Bowhead whales, or just 'bowheads', are a large baleen (mysticete) whale. They are short and broad like all members of the right whale family. Peoples of the North have hunted bowheads along their migratory routes for centuries. Bowheads were also the first Arctic whale species to be harvested intensively by commercial whalers from the 17th century and onwards. They are now considered an endangered species and are protected in Russia and USA. The smaller Okhotsk Sea population, heavily exploited in the past, remains at a dangerously low population of only a few hundred individuals.
Bowhead whales are considered to be the longest-living mammals, they can live beyond 200 years.

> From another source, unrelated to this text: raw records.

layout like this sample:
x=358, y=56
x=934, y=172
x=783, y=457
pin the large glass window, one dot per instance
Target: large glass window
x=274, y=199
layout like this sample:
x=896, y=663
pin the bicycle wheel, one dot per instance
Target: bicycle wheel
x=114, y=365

Bowhead whales have a dark body with a distinctive white chin and, unlike most cetaceans, do not have a dorsal fin. Bowheads have extremely large heads and stocky bodies. The bow-shaped skull can be over 4,8 m long —about a third of a bowhead’s body length. The bowhead whale also has a 18 in (45 cm) thick blubber layer — thicker than that of any other whale. The bowhead’s massive skull allows them to break through 60-cm-thick sea ice. Bowhead whales often accumulate scars on their bodies from breaking ice, killer whale encounters, entanglement in fishing gear, and propellers. Scientists use these scars to identify individual whales.